Reading articles from other specialty journals can provide inspiration for research ideas. For example, our study on physician burnout was influenced by similar research in internal medicine. Additionally, exploring institutional data sets and identifying gaps or opportunities within your practice can lead to valuable research projects. Leveraging existing expertise and data may facilitate the development of original research contributions.

What initiatives have you implemented to promote physician wellness and reduce burnout?

As former Program Director of the Integrated and Independent Interventional Radiology Residencies, we focused on improving resident satisfaction by providing earlier exposure to clinical practice through dedicated clinics and offering optional participation in after-hours cases. We have also introduced postcall days to allow residents time to decompress. Recognizing and addressing the significant demands on residents and faculty, we strive to reduce stress and support wellness.

How is physician burnout being addressed globally, and what role do administrative and individual efforts play?

Global changes are indeed occurring, but they are complex and require administrative support. Increased demands from medical records and charting necessitate systemic solutions. On an individual level, wellness may be improved through personal strategies such as spending time with loved ones, engaging in exercise, and participating in mental health programs. While challenging, efforts are being made to address burnout comprehensively.

How do you personally manage stress and prevent burnout?

I have found it beneficial to unplug from work after hours, refraining from addressing nonurgent emails or messages until the next day. Although maintaining this boundary may be challenging, it is important for managing stress and avoiding burnout.

What advice would you offer to trainees and new attendings starting their careers?

For trainees, I recommend immersing yourself in as many cases, research projects, and learning opportunities as possible during residency. As an early career faculty member, seek guidance from experienced colleagues who can offer valuable insights and support. The IR community is collaborative and supportive, and leveraging this network may greatly benefit your professional development.
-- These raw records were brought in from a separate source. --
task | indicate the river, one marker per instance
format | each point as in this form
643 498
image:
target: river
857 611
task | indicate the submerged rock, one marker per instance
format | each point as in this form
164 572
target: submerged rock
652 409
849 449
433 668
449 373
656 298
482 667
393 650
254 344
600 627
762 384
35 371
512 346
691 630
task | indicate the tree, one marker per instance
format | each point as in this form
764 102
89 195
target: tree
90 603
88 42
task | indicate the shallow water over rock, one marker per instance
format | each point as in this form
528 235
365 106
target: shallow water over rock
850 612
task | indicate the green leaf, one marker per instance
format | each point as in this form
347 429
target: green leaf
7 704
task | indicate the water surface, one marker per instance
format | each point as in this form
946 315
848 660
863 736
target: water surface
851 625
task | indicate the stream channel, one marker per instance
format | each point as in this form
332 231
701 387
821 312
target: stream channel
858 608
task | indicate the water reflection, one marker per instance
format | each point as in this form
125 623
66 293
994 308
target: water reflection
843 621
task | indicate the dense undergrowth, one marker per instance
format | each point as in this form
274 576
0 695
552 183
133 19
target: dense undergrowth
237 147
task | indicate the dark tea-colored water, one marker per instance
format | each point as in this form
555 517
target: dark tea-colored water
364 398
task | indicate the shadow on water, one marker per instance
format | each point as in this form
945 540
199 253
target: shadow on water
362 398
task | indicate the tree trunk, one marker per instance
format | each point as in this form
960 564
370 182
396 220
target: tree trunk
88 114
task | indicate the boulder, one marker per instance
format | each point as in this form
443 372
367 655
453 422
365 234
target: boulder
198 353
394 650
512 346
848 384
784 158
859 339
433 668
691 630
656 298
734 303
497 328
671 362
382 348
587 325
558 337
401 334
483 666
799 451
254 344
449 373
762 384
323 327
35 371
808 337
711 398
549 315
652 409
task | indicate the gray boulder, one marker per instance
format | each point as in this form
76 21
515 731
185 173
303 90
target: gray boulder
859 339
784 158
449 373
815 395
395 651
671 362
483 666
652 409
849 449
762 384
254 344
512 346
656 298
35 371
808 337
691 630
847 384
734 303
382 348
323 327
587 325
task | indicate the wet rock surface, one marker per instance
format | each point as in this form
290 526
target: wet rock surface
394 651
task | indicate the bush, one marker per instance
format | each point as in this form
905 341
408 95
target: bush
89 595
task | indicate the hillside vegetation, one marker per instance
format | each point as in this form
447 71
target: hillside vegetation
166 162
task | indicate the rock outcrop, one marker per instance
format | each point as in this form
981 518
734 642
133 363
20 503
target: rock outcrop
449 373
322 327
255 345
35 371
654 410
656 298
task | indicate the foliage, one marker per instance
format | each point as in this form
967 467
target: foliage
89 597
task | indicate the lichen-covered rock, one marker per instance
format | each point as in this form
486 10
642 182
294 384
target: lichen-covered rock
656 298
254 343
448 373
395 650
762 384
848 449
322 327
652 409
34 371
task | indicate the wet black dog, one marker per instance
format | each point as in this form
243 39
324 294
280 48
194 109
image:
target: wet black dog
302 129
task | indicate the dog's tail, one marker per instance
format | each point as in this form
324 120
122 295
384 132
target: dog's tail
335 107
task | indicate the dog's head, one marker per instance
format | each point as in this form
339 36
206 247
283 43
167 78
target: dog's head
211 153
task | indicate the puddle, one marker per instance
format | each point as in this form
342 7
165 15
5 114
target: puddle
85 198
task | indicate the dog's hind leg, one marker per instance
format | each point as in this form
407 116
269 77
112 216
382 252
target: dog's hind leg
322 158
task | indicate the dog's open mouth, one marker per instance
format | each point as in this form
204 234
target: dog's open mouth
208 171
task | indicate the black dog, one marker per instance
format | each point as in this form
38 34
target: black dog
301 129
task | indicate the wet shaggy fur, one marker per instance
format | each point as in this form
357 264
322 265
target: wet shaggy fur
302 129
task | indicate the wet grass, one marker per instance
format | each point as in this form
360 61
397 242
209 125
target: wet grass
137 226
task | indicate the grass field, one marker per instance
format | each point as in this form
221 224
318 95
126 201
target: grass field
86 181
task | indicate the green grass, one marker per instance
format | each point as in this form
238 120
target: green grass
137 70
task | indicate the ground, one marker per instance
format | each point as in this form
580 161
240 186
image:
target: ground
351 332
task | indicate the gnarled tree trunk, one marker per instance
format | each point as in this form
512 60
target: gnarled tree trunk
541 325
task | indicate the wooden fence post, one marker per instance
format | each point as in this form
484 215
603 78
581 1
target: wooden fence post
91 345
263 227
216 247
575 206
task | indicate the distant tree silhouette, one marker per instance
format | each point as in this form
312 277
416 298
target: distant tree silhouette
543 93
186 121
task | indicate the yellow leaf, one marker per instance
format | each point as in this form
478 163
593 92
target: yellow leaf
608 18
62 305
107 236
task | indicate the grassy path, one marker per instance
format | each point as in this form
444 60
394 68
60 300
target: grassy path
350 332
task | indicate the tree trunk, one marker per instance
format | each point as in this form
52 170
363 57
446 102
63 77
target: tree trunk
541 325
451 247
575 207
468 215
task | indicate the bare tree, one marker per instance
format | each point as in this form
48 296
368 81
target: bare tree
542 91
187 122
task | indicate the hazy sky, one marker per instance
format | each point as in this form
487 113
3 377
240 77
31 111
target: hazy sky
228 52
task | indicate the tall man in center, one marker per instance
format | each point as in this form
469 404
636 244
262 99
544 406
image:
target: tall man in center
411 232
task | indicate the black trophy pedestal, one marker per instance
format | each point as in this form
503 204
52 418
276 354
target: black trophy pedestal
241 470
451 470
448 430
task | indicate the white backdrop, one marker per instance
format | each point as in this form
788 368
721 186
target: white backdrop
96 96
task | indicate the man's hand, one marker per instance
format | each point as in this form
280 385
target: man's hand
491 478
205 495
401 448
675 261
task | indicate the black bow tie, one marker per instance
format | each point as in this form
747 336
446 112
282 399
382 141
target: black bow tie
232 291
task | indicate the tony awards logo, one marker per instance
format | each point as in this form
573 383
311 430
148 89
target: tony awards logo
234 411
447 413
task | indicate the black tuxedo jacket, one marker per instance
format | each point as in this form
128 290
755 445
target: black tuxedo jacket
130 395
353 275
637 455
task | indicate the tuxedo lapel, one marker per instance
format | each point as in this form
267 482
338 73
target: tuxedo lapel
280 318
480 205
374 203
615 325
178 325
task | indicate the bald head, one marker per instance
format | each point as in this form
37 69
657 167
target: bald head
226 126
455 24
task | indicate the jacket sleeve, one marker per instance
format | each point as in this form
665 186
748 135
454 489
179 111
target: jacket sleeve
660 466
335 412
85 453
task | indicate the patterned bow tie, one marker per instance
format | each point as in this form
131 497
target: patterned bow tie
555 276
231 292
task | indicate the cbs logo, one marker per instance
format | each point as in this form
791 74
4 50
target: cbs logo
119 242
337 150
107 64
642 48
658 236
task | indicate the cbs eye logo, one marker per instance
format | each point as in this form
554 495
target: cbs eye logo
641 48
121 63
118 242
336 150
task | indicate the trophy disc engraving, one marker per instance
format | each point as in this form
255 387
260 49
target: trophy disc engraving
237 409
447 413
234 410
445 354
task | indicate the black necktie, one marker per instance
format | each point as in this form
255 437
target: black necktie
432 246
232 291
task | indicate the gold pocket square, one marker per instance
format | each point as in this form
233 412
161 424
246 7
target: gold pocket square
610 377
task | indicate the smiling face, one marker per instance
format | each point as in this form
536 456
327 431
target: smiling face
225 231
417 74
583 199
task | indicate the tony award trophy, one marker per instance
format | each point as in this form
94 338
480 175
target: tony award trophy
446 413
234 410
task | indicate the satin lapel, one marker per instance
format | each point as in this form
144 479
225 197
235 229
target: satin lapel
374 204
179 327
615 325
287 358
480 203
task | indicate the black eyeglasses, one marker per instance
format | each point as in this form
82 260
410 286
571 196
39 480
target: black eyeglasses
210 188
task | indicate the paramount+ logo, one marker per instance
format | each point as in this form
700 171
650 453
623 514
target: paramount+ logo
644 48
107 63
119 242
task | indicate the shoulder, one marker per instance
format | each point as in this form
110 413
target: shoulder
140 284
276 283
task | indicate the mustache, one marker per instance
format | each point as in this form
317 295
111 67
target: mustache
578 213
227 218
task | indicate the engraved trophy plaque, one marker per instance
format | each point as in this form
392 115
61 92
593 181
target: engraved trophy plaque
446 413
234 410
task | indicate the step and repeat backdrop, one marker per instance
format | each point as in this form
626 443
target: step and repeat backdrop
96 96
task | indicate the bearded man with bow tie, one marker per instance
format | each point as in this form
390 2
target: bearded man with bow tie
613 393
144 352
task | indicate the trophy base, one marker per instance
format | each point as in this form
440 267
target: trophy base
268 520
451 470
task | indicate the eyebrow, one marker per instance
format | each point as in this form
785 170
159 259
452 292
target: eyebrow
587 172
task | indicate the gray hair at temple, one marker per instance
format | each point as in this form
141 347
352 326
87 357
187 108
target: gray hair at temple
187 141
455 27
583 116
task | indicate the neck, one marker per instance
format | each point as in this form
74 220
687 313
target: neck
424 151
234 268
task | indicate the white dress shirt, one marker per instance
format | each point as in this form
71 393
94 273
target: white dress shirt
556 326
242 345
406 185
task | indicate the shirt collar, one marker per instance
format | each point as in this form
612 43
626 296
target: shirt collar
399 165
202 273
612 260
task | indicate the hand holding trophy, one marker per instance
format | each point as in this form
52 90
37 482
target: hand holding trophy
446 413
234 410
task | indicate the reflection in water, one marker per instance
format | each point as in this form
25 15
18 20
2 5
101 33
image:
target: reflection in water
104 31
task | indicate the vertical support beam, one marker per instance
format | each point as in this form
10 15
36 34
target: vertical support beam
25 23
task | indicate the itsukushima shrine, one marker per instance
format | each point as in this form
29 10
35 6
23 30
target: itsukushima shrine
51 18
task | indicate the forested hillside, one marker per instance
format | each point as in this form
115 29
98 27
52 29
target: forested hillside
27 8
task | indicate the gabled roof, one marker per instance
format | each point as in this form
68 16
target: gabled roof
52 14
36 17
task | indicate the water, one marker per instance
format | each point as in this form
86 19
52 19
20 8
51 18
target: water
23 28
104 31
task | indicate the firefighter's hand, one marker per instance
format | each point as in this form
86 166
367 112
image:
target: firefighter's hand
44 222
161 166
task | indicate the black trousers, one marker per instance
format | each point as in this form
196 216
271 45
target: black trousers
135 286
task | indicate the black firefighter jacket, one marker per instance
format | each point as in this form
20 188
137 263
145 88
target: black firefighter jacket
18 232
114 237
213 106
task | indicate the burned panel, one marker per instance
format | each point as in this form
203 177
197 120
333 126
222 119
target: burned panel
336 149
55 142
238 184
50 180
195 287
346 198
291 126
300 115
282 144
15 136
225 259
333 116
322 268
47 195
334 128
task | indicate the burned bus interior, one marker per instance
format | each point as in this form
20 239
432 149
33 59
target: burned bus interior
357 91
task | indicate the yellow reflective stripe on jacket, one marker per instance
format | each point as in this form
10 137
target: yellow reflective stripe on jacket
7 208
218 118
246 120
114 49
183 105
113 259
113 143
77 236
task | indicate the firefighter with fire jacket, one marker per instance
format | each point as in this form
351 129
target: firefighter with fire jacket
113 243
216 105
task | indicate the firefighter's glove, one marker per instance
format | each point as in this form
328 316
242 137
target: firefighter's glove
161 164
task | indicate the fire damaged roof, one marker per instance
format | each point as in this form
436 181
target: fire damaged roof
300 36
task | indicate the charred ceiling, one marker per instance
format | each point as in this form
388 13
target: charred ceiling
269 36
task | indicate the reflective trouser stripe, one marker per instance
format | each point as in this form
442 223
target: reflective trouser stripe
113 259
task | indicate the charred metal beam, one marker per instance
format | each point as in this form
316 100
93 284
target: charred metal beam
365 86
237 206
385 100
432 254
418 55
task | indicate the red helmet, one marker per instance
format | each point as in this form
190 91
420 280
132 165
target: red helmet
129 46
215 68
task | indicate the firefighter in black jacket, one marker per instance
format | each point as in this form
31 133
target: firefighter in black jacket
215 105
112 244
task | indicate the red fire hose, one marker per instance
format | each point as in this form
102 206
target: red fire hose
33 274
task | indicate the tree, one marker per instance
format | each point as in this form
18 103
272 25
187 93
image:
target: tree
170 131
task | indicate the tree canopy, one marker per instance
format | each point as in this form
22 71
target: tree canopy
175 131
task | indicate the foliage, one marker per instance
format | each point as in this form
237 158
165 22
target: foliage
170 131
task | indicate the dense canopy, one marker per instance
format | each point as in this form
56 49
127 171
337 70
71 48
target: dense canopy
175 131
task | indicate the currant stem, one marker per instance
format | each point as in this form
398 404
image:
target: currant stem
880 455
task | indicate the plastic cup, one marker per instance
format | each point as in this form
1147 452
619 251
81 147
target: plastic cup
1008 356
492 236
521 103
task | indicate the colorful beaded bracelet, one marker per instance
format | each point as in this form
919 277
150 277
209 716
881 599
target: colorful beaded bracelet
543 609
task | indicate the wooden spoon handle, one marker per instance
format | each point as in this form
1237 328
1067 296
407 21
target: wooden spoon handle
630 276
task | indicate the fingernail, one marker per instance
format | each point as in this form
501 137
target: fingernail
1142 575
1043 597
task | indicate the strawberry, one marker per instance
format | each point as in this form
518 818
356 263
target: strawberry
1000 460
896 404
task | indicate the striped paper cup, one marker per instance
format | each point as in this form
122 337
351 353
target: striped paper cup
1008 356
Is there anything else you would like to share about your career or experiences?

I believe the field of IR offers a unique blend of procedural expertise and patient care. I particularly value the collaborative nature of the specialty and the opportunity to make significant impacts on patient outcomes. I encourage others to explore and embrace the diverse opportunities within IR.

Disclosures
Dr. Saini: None.
Dr. Chick: Consultant and speaker for Inari Medical, Guerbet, C. R. Bard, Argon Medical Devices, Boston Scientific, NXT Biomedical, and AiDoc.